Example format for compound characterization data. mp: 100–102 °C (lit.ref 99–101 °C); TLC (CHCl3:MeOH, 98:2 v/v): Rf = 0.23; [α]D = -21.5 (0.1 M in n-hexane); 1H NMR (400 MHz, CDCl3): δ 9.30 (s, 1H), 7.55–7.41 (m, 6H), 5.61 (d, J = 5.5 Hz, 1H), 5.40 (d, J = 5.5 Hz, 1H), 4.93 (m, 1H), 4.20 (q, J = 8.5 Hz, 2H), 2.11 (s, 3H), 1.25 (t, J = 8.5 Hz, 3H); 13C NMR (125 MHz, CDCl3): δ 165.4, 165.0, 140.5, 138.7, 131.5, 129.2, 118.6, 84.2, 75.8, 66.7, 37.9, 20.1; IR (Nujol): 1765 cm-1; UV/Vis: λmax 267 nm; HRMS (m/z): [M]+ calcd. for C20H15Cl2NO5, 420.0406; found, 420.0412; analysis (calcd., found for C20H15Cl2NO5): C (57.16, 57.22), H (3.60, 3.61), Cl (16.87, 16.88), N (3.33, 3.33), O (19.04, 19.09).
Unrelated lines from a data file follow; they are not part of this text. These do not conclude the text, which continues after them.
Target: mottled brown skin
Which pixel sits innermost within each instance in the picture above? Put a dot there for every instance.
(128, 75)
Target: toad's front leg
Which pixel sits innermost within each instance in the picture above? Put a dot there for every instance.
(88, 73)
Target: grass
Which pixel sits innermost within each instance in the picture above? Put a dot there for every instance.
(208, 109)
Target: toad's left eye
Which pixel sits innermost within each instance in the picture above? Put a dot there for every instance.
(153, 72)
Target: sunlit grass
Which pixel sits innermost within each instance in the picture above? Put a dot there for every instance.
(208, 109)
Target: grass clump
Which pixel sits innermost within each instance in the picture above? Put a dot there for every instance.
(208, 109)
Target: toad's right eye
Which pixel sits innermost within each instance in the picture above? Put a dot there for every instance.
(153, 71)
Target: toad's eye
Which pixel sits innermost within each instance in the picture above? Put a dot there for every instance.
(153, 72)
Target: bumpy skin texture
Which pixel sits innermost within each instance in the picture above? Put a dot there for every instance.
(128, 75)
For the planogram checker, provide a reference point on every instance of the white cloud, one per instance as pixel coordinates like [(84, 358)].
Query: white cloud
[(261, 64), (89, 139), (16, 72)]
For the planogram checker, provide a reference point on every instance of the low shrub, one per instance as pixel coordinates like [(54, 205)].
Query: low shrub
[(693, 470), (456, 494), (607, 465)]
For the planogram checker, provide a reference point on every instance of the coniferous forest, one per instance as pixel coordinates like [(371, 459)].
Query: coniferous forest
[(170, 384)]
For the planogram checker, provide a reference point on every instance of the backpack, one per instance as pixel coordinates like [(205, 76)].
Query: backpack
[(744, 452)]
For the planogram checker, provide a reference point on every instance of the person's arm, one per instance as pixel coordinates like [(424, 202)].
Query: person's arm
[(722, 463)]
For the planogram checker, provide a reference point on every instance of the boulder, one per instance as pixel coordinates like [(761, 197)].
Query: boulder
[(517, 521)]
7. Crystallographic data for small molecules
Manuscripts reporting new three-dimensional structures of small molecules from crystallographic analysis should include a .cif file and a structural figure with probability ellipsoids for publication as Supplementary Information. These must have been checked using the IUCR's CheckCIF routine, and a PDF copy of the output must be included with the submission, together with a justification for any alerts reported. Crystallographic data for small molecules should be submitted to the Cambridge Structural Database and the deposition number referenced appropriately in the manuscript. Full access must be provided on publication.
8. Macromolecular structural data
Manuscripts reporting new structures should contain a table summarizing structural and refinement statistics. Templates for such tables describing cryo-EM, NMR and X-ray crystallography data are available here. To facilitate assessment of the quality of the structural data, a stereo image of a portion of the electron density map (for crystallography papers) or of the superimposed lowest energy structures (>10; for NMR papers) should be provided with the submitted manuscript. If the reported structure represents a novel overall fold, a stereo image of the entire structure (as a backbone trace) should also be provided.
Competing financial interests
A competing financial interests statement is required for all content of the journal. This statement will be published at the end of all papers, whether or not a competing financial interest is reported.